Notably, there are various startups that are developing technologies that ensure compatibility for both inline and end-of-line QA/QC of assembled batteries before market rollout, preventing battery manufacturers from relying on multiple diagnostic tools. Tools lacking this dual compatibility can discourage manufacturers from subscribing due to the added complexity of integrating different diagnostics systems from independent providers, thereby increasing operational complexity.

Choosing a provider that offers both inline and offline products can offer several advantages:

  1. Negotiate a fair price for a comprehensive diagnostic suite, covering both inline and offline offerings.
  2. Combine findings from inline and offline tools to gain insights into optimising batteries based on properties detected at earlier manufacturing stages that impact later stages. This enables a better understanding of which defects and characteristics identified initially persist or evolve in the final product.
  3. Simplify the learning process for operators by using a single diagnostic tool, reducing the additional cost and effort required for blue-collar workers to upskill on different software and hardware tools.
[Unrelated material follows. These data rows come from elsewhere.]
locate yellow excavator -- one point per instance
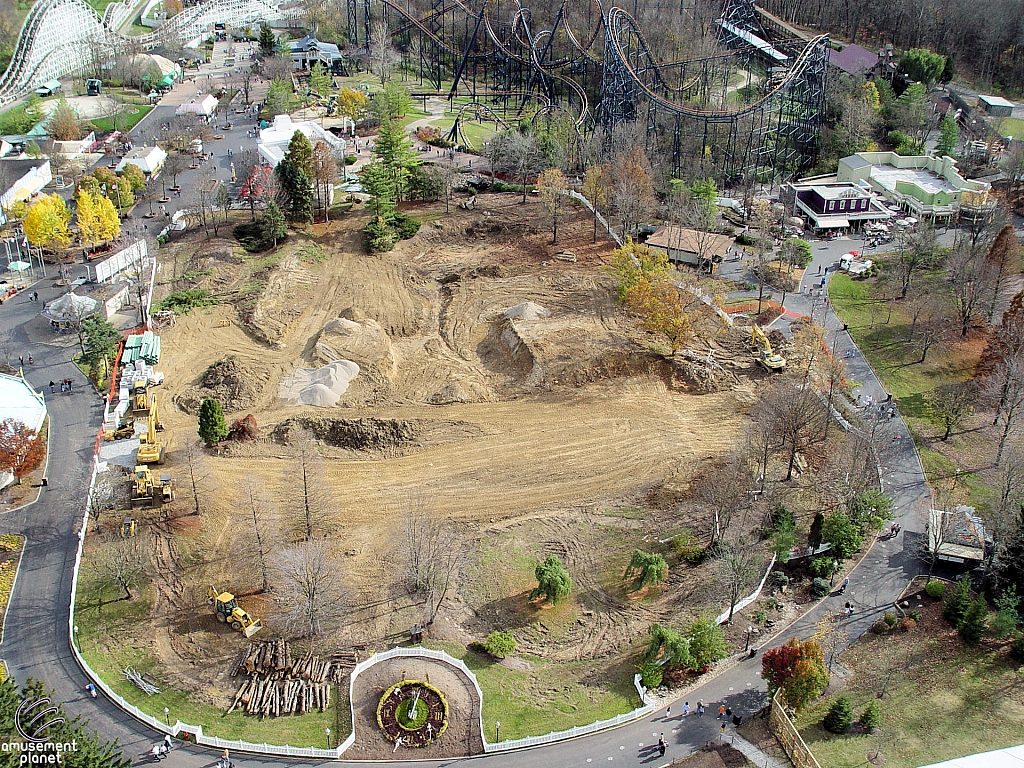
(227, 610)
(151, 451)
(146, 489)
(767, 356)
(140, 400)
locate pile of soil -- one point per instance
(236, 386)
(353, 434)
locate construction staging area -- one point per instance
(499, 391)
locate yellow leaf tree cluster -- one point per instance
(46, 222)
(97, 219)
(646, 290)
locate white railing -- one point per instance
(751, 597)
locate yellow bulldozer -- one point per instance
(147, 488)
(151, 451)
(766, 355)
(227, 610)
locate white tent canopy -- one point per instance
(71, 306)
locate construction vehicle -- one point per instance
(125, 430)
(140, 397)
(151, 451)
(766, 355)
(145, 489)
(227, 610)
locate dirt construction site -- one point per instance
(500, 388)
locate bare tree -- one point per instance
(308, 588)
(382, 53)
(737, 567)
(312, 506)
(971, 282)
(120, 561)
(257, 507)
(197, 479)
(433, 555)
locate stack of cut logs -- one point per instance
(278, 684)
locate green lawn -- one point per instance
(127, 119)
(548, 697)
(948, 702)
(103, 631)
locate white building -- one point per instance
(273, 140)
(205, 108)
(23, 403)
(148, 159)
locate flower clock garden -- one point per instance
(413, 713)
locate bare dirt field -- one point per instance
(530, 431)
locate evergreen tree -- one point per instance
(957, 599)
(297, 188)
(553, 582)
(870, 717)
(300, 153)
(272, 226)
(948, 136)
(212, 425)
(973, 626)
(267, 44)
(840, 715)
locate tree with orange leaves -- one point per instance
(22, 450)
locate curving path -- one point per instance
(36, 643)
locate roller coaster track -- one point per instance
(623, 31)
(57, 37)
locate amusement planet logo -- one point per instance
(34, 719)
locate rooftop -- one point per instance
(853, 59)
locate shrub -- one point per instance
(840, 715)
(183, 301)
(870, 716)
(975, 621)
(823, 567)
(935, 590)
(650, 675)
(688, 548)
(820, 587)
(1017, 648)
(956, 602)
(500, 644)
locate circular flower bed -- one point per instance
(416, 728)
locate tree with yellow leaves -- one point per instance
(97, 219)
(645, 289)
(46, 222)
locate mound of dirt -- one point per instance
(354, 434)
(318, 386)
(236, 386)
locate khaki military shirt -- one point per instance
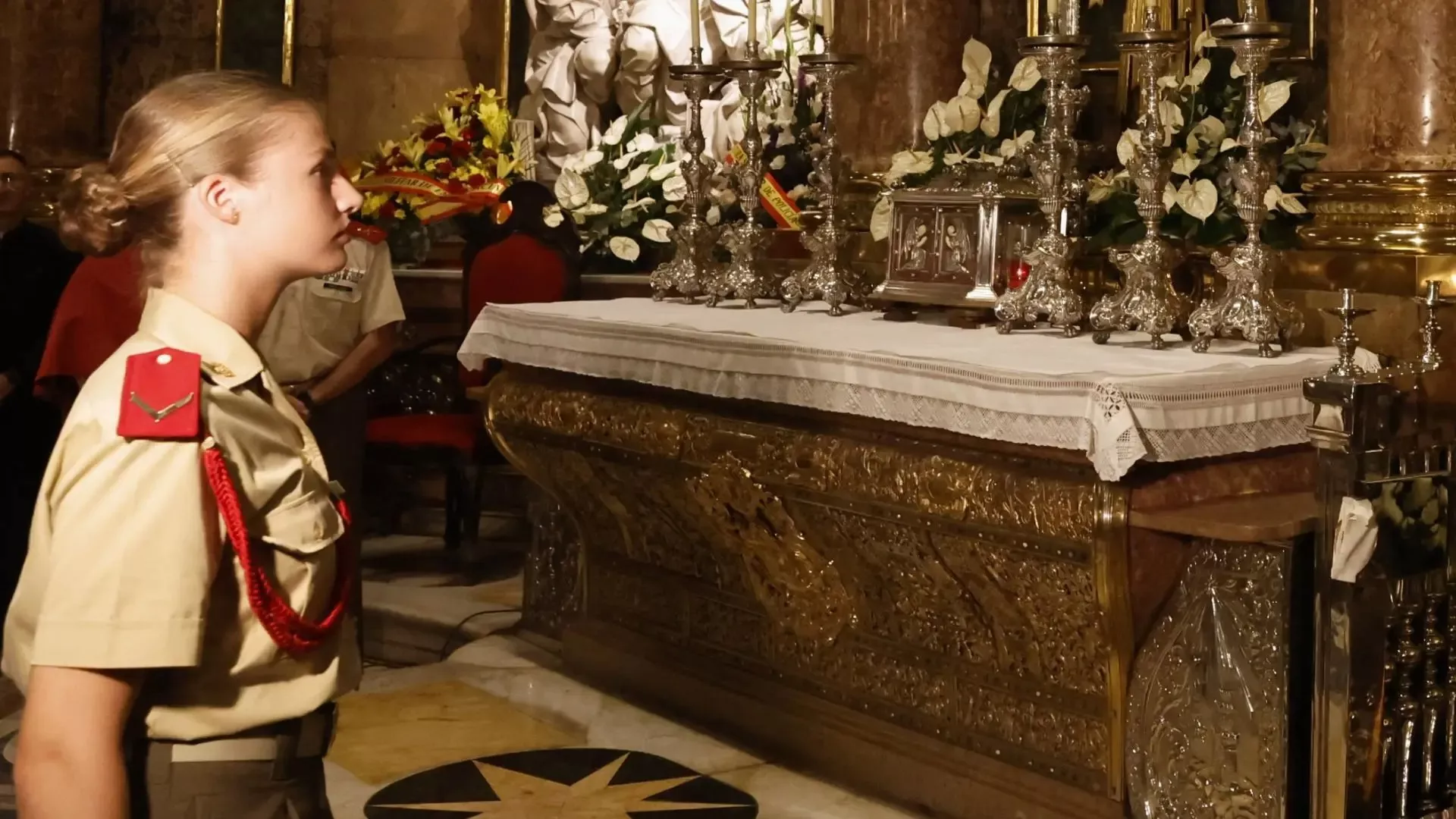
(128, 569)
(318, 321)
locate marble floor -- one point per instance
(457, 739)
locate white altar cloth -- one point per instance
(1117, 403)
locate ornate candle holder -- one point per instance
(1147, 300)
(1248, 306)
(1049, 292)
(826, 276)
(688, 273)
(745, 278)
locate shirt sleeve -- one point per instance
(382, 305)
(133, 550)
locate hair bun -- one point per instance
(95, 212)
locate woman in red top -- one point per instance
(98, 312)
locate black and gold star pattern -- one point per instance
(563, 783)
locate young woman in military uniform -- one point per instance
(181, 626)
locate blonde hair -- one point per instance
(181, 131)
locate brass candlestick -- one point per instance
(1248, 306)
(826, 276)
(1049, 292)
(1147, 300)
(743, 278)
(688, 273)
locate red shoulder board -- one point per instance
(161, 398)
(367, 232)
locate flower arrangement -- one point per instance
(459, 158)
(962, 134)
(1201, 115)
(622, 194)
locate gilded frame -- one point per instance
(290, 9)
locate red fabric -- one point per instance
(455, 431)
(517, 270)
(284, 626)
(99, 309)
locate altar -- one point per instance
(946, 567)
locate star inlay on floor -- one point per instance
(563, 783)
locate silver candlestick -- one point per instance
(745, 276)
(1248, 306)
(826, 276)
(1147, 300)
(688, 273)
(1049, 292)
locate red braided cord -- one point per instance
(287, 630)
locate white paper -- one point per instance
(1354, 539)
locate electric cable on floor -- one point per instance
(444, 651)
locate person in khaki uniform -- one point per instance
(324, 338)
(182, 623)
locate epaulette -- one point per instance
(161, 397)
(367, 232)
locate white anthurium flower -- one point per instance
(1128, 145)
(617, 131)
(1171, 114)
(990, 121)
(1206, 39)
(1199, 74)
(571, 190)
(657, 231)
(1273, 96)
(1185, 164)
(935, 124)
(880, 221)
(625, 248)
(1025, 74)
(1289, 203)
(1197, 197)
(1207, 131)
(976, 61)
(965, 115)
(637, 177)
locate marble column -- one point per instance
(50, 79)
(912, 55)
(1392, 96)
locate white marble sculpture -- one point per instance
(568, 77)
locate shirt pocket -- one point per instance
(305, 525)
(346, 292)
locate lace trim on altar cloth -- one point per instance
(1116, 425)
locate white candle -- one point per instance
(695, 19)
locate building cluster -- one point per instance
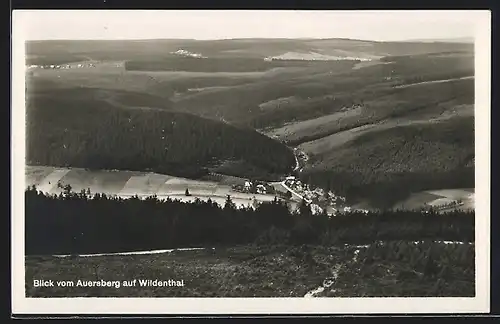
(64, 66)
(254, 187)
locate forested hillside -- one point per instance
(81, 223)
(388, 165)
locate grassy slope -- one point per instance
(98, 131)
(276, 271)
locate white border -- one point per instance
(479, 304)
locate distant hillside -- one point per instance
(386, 166)
(71, 50)
(74, 127)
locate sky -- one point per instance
(226, 24)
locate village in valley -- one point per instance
(292, 189)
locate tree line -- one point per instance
(71, 223)
(91, 133)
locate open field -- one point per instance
(438, 198)
(274, 271)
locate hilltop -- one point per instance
(316, 95)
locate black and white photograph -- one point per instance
(302, 161)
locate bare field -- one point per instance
(333, 141)
(439, 198)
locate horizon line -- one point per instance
(417, 40)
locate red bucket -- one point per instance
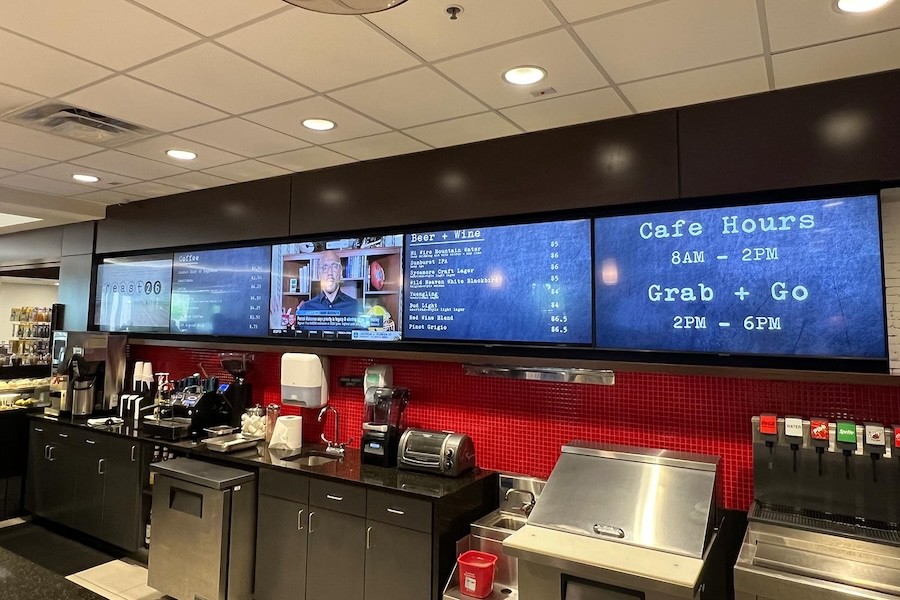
(476, 573)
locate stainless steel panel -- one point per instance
(186, 556)
(202, 473)
(633, 497)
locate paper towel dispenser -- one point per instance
(304, 380)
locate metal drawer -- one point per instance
(403, 511)
(288, 486)
(341, 497)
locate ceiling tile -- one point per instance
(26, 181)
(247, 170)
(195, 181)
(150, 189)
(389, 99)
(320, 51)
(128, 164)
(308, 159)
(135, 101)
(30, 141)
(155, 149)
(673, 36)
(40, 69)
(702, 85)
(379, 146)
(858, 56)
(576, 10)
(568, 110)
(210, 17)
(289, 119)
(806, 22)
(112, 33)
(243, 137)
(221, 79)
(64, 171)
(425, 28)
(21, 162)
(108, 197)
(474, 128)
(12, 99)
(568, 69)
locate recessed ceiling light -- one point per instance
(524, 75)
(181, 154)
(318, 124)
(858, 6)
(85, 178)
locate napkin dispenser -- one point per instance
(304, 380)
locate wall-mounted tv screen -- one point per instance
(512, 283)
(788, 279)
(133, 294)
(345, 289)
(221, 292)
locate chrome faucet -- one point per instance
(526, 506)
(332, 446)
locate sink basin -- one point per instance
(498, 525)
(314, 460)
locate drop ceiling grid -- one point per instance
(697, 53)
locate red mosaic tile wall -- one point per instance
(519, 426)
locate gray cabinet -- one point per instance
(86, 480)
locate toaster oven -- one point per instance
(439, 452)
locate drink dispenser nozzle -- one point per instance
(846, 441)
(874, 445)
(768, 429)
(819, 438)
(793, 433)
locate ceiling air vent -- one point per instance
(79, 124)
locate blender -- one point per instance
(382, 425)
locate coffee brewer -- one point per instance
(382, 425)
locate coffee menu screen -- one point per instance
(133, 294)
(221, 292)
(516, 283)
(792, 279)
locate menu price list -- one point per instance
(795, 279)
(515, 283)
(221, 292)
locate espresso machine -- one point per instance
(382, 425)
(238, 393)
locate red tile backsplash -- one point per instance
(519, 426)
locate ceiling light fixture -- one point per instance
(346, 7)
(181, 154)
(318, 124)
(859, 6)
(85, 178)
(524, 75)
The search is on for that paradigm shift that will transform battery production and set a precedence for solutions to follow: start-ups that deliver diagnostic tools that are effectively a Swiss army knife, deployable for valuable insights at every part of battery production, seamlessly integrating into existing workflows and maximising value for stakeholders across the industry. If a solution can do this, while adhering to the key performance requirements mentioned earlier in this blog, it has the potential to become a jack-of-all-trades and a master of all.